Clinical Presentation and Diagnosis

Clinical presentation

  • Symptoms are widely variable and depend on the mechanism of falsification.  
  • Usually presents with dramatic and bizarre clinical presentation that cannot be explained by conventional medical understanding
  • No response to usually effective medical or psychological interventions 
  • Common scenarios:
    • Recurrent episodes of hypoglycemia from auto-injection of insulin 
    • Recurrent infections of wounds
  • If missed, factitious disorders may lead to unintentional death.


The psychiatric interview must include collateral or external sources of information whenever possible. 

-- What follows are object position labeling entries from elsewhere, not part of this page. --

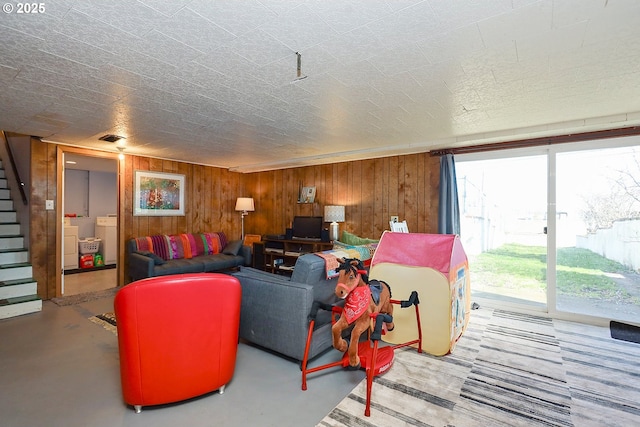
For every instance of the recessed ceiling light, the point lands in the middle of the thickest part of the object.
(111, 138)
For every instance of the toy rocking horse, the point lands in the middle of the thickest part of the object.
(365, 302)
(362, 299)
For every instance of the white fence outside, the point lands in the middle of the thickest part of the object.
(619, 243)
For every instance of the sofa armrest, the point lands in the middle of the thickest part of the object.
(140, 266)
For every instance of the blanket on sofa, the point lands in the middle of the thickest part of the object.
(179, 246)
(362, 252)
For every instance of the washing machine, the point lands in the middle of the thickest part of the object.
(107, 231)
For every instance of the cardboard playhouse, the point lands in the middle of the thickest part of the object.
(436, 266)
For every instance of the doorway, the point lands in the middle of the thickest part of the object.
(89, 209)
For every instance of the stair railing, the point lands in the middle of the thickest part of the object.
(11, 159)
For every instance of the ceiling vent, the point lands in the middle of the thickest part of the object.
(111, 138)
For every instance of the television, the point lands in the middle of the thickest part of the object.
(307, 227)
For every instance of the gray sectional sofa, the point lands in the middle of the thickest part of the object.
(275, 309)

  • DSM-V diagnostic criteria for factitious disorder imposed on self
    • Fabrication of physical or psychological signs or symptoms, or distortion of injury or disease, associated with identified deception
    • Presents to others as ill, impaired, or injured 
    • Deceptive behavior is evident in the absence of obvious secondary gains. 
    • The behavior does not coexist with another mental disorder.
  • DSM-V diagnostic criteria for factitious disorder imposed on another individual
    • Also known as Munchausen syndrome by proxy 
    • The person fabricates symptoms in another person and then presents that person to others as ill, impaired, or injured. 
    • Deceptive behavior is evident in the absence of obvious secondary gains. 
    • Remember: This diagnosis is made for the person who is fabricating the symptoms, not the person being presented as ill.
Table: Features of factitious disorder compared with important differential diagnoses
Willingness to undergo evaluationIntentional deceptive behaviorEvidence of external reward
Illness anxiety disorder+
Somatic symptom disorder+
Factitious disorder++


  • Management of factitious disorders should be focused on 3 principles: 
    • Reduce risk of morbidity and mortality.
    • Address underlying psychiatric illness.
    • Beware of legal/ethical implications. 
  • Confront the patient in a nonthreatening manner:
    • Videographic evidence of devious behavior may assist in facilitating conversation, as patients may deny their behavior. 
    • Patients should be referred for psychotherapy.
    • Caution must be exercised during confrontation, as therapeutic rapport may be lost and the patient may seek another provider. 
  • Avoid unnecessary procedures.
  • Factitious disorder imposed on another person warrants a referral to child protective services or appropriate judicial department!
  • Prognosis is poor and treatment should be focused on managing rather than curing the disorder.

Differential Diagnosis

  • Conversion disorder: the presence of symptoms or deficits that affect voluntary motor or sensory function in a way that suggests a neurological condition but is not explained by medical findings. Diagnosis is clinical, and management includes psychological and physical therapy. Unlike factitious disorder, there is no evidence of actual disease or deliberate falsification of symptoms.  
  • Borderline personality disorder: the most commonly recognized personality disorder. Characterized by emotional instability, impulsiveness, distorted patterns of thinking, and intense yet unstable relationships. Diagnosis is clinical and management includes psychotherapy, notably dialectical behavior therapy (DBT). A patient with borderline personality disorder may deliberately induce injury as part of attention-seeking behavior. They will not attempt to deceive the provider. 
  • Malingering: a disorder in which patients present with symptoms for secondary gain (e.g., avoiding the police, time off work, disability benefits). Determination of the external incentive distinguishes malingering from factitious disorder. 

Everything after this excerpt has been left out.